Tools, Technologies and Training for Healthcare Laboratories

Real-World Chemistry Data

We recently received a set of data for a chemistry analyzer. An analysis of these numbers gives us an eye-opening glimpse of real-world performance. On some tests, there were Sigma-metrics higher than 20! And yet on one test, the Sigma metric was actually below 1.0!! See which tests were good, which ones were great, and which ones were just plain ugly.



[Note: This QC application is an extension of the lesson From Method Validation to Six Sigma: Translating Method Performance Claims into Sigma Metrics. This article assumes that you have read that lesson first, and that you are also familiar with the concepts of QC Design, Method Validation, and Six Sigma. If you aren't, follow the link provided.]

Below follows a Six Sigma metric evaluation of some real-world chemistry data from a hospital laboratory.

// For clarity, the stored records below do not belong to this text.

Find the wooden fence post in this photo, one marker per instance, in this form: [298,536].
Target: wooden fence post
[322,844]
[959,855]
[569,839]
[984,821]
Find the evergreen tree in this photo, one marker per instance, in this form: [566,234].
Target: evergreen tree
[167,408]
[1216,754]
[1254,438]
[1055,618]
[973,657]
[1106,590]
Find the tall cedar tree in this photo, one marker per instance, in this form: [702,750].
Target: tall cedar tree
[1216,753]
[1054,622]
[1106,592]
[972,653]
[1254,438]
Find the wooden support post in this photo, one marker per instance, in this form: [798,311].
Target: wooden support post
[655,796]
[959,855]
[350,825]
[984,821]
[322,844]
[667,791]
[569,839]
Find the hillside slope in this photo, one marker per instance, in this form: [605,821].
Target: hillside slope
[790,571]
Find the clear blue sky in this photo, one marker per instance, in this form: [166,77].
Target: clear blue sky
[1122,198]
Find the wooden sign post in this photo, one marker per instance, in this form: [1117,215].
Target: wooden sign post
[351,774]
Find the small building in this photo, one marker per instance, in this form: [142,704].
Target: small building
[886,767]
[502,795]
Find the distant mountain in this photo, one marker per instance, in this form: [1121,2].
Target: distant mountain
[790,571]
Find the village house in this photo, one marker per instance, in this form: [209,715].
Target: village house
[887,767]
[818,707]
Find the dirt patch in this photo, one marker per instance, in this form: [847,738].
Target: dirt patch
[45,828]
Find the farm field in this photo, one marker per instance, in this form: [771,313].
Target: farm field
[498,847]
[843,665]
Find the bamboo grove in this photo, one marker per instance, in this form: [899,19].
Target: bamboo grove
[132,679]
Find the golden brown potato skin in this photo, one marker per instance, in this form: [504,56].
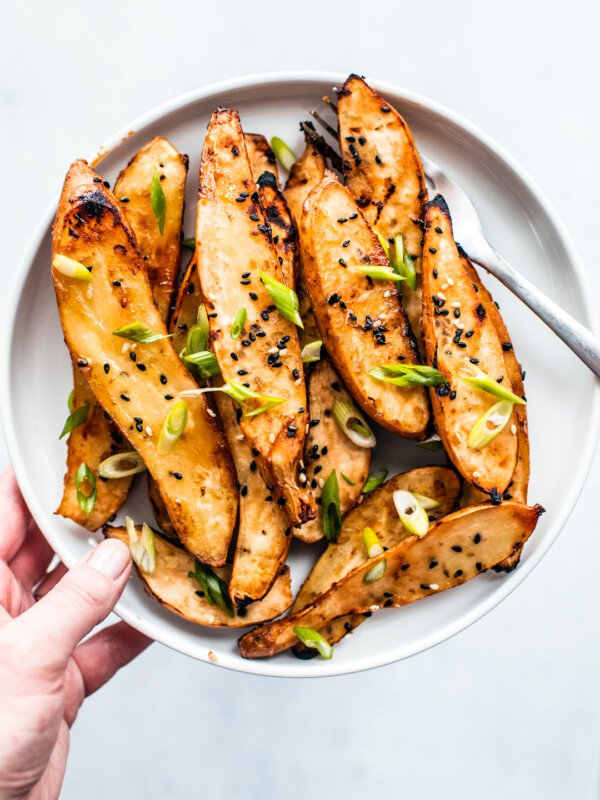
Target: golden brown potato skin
[161,252]
[350,309]
[384,174]
[234,241]
[177,592]
[341,454]
[93,441]
[490,469]
[90,227]
[378,512]
[461,545]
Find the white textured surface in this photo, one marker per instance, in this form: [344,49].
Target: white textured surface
[510,707]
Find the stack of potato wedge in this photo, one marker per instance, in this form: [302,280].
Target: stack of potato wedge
[310,320]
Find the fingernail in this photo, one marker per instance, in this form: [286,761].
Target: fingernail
[110,557]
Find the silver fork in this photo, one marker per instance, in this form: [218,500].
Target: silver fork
[468,231]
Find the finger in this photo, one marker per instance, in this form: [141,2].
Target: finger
[44,637]
[15,516]
[31,562]
[50,581]
[99,657]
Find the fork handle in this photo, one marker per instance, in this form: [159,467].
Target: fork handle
[578,338]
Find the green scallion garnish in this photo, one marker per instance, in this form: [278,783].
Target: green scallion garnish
[238,323]
[311,638]
[285,155]
[136,332]
[375,478]
[121,465]
[330,504]
[285,299]
[86,502]
[205,363]
[489,425]
[241,394]
[412,514]
[407,375]
[353,423]
[312,351]
[172,428]
[473,376]
[158,202]
[71,268]
[143,548]
[75,419]
[214,588]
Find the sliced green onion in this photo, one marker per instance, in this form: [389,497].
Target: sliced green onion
[71,268]
[412,514]
[432,442]
[86,502]
[74,420]
[489,425]
[352,422]
[214,588]
[376,573]
[240,394]
[172,428]
[121,465]
[403,263]
[238,323]
[330,499]
[143,548]
[372,544]
[311,638]
[376,478]
[136,332]
[407,375]
[285,299]
[285,155]
[380,273]
[473,376]
[428,503]
[158,201]
[205,363]
[312,351]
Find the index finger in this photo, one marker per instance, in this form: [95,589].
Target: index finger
[15,514]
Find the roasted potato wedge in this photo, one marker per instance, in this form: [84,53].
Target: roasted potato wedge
[195,478]
[360,320]
[327,447]
[384,174]
[93,441]
[234,243]
[455,334]
[305,174]
[460,546]
[161,252]
[261,156]
[171,585]
[378,512]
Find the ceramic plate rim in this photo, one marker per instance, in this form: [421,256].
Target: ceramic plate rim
[363,661]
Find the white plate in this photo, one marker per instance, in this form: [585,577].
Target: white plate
[563,409]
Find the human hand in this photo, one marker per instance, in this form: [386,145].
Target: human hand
[45,673]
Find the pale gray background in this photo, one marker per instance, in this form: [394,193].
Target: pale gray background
[509,708]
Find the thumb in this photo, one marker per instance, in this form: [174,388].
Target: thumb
[51,629]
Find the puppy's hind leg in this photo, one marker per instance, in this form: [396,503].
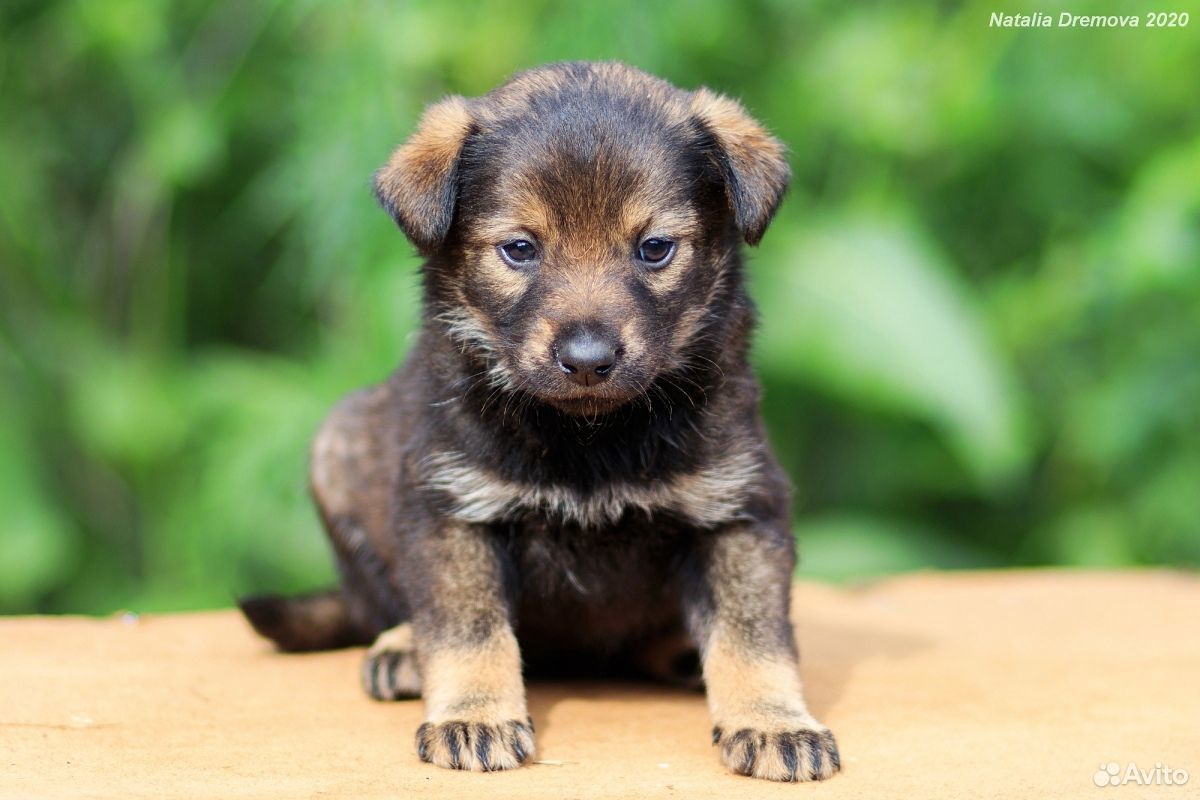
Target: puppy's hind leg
[389,668]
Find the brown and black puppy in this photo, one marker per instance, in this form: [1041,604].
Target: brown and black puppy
[570,467]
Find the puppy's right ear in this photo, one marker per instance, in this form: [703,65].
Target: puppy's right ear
[418,186]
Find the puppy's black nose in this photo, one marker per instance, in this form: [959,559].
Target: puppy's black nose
[587,356]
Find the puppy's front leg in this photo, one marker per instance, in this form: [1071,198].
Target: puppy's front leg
[475,716]
[738,612]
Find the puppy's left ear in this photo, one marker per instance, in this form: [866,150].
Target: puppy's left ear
[750,160]
[418,186]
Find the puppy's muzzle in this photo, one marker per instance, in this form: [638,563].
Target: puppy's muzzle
[588,355]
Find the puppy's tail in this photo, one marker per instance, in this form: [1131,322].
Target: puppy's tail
[317,621]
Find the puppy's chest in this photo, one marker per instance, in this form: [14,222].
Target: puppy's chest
[709,495]
[595,566]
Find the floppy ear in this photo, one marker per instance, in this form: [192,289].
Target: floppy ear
[418,184]
[750,160]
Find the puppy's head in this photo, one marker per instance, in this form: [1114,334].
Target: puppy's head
[581,224]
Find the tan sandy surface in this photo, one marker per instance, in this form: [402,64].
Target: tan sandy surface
[961,685]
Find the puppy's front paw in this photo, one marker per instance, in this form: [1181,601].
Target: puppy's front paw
[797,755]
[479,746]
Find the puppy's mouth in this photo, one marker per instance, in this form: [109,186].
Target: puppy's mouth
[586,405]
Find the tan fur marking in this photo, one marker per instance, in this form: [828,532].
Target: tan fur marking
[474,684]
[432,149]
[399,638]
[711,495]
[741,134]
[761,722]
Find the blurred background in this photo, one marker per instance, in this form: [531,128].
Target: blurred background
[981,301]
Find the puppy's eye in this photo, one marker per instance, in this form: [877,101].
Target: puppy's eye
[655,252]
[519,252]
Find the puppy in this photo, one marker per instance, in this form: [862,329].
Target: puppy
[570,468]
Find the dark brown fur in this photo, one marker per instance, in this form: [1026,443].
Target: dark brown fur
[487,507]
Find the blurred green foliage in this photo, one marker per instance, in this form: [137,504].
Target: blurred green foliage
[981,302]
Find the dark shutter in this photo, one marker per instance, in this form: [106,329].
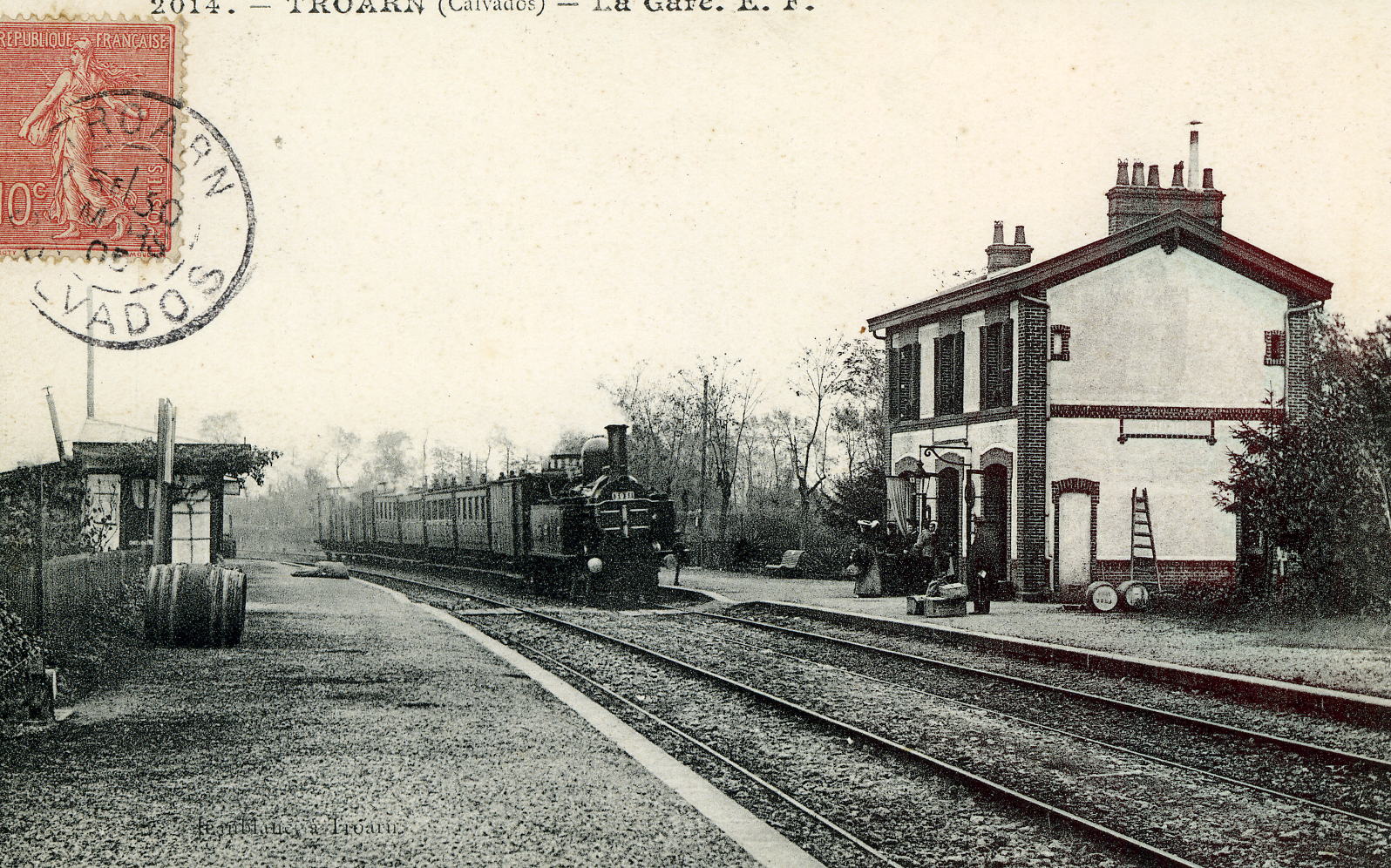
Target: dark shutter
[959,394]
[915,382]
[938,382]
[892,382]
[987,370]
[1008,362]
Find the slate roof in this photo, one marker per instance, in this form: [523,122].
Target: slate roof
[1173,228]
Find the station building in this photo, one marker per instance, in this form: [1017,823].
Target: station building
[1085,403]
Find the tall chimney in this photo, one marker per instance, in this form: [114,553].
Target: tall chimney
[618,450]
[1192,160]
[1143,198]
[1001,254]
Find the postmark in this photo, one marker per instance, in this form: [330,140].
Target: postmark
[114,296]
[71,170]
[165,220]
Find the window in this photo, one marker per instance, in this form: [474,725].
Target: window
[949,373]
[906,382]
[1059,348]
[998,364]
[1274,347]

Summary of Analyte Performance

  • Data was gathered on the performance of controls of a chemistry analyzer.
  • CLIA PT criteria were used to define the quality requirements for the analytes.
  • %Bias was estimated by calculating the absolute % difference of the Laboratory mean from the Peer Group mean during a proficiency testing survey. The average SDI was converted into concentration units by multiplying by the group SD, then this number was divided by group mean (also in concentration units), and the final results is a bias expressed as a percentage.
  • In addition, %CV was calculated for two controls, Material I and Material II. Where the CVs for Material I and II were similar, the worst (largest) value was used to calculate a "worst-case" scenario for the Sigma Metric. Where the CVs for Material I and II were widely different, an average was used to calculate the Sigma Metric.
Analyte CLIA PT
Criteria(% )
PT %Bias %CV
Triglycerides 25 2.0 0.9
ALP 30 3.8 1.2
Magnesium 25 2.8 1.3
Uric Acid 17 1.2 1.1
Creatinine 15 1.7 1.2
CPK 30 4.6 3.1
Glucose 10 1.9 0.9
Total Protein 10 2.6 1.4
Cholesterol 10 5.8 1.3
Chloride 5 2.7 0.6
LDH 20 10.5 2.0
BUN 9 3.6 1.3
Albumin 10 5.6 1.5
AST 20 8.9 3.9
ALT 20 1.1 4.0
T Bilirubin 20 2.9 4.9
Amylase 30 3.1 2.8
Potassium (+/- .5 mmol/L)
1.2 1.5
Sodium (+/- 4 mmol/L)
2.1 1.2
Calcium (+/- 1.0 mg/dL)
5.2 1.0

Sigma metrics of analytes

Sigma metrics were calculated using the simple equation: (Quality Requirement - Bias)/ CV. More about this way of calculating Sigma-metrics can be found here.

Analyte CLIA PT
Criteria(% )
PT %Bias %CV
Triglycerides 25 2.0 0.9 25.6
ALP 30 3.8 1.2 21.8
Magnesium 25 2.8 1.3 17.1
Uric Acid 17 1.2 1.1 14.4
Creatinine 15 1.7 1.2 11.1
CPK 30 4.6 3.1 8.2
Glucose 10 1.9 0.9 9.0
Total Protein 10 2.6 1.4 5.3
Cholesterol 10 5.8 1.3 3.2
Chloride 5 2.7 0.6 3.8
LDH 20 10.5 2.0 4.8
BUN 9 3.6 1.3 4.2
Albumin 10 5.6 1.5 2.9
AST 20 8.9 3.9 2.8
ALT 20 1.1 4.0 4.7
T Bilirubin 20 2.9 4.9 3.5
Amylase 30 3.1 2.8 9.6
Potassium 12% 1.2 1.5 7.2
Sodium 2.6% 2.1 1.2 0.4
Calcium 14% 5.2 1.0 8.8

At first glance, the Sigma metrics here are quite impressive. There are ten tests with Sigma Metrics greater than 6. There are only five tests with Sigma Metrics less than 4.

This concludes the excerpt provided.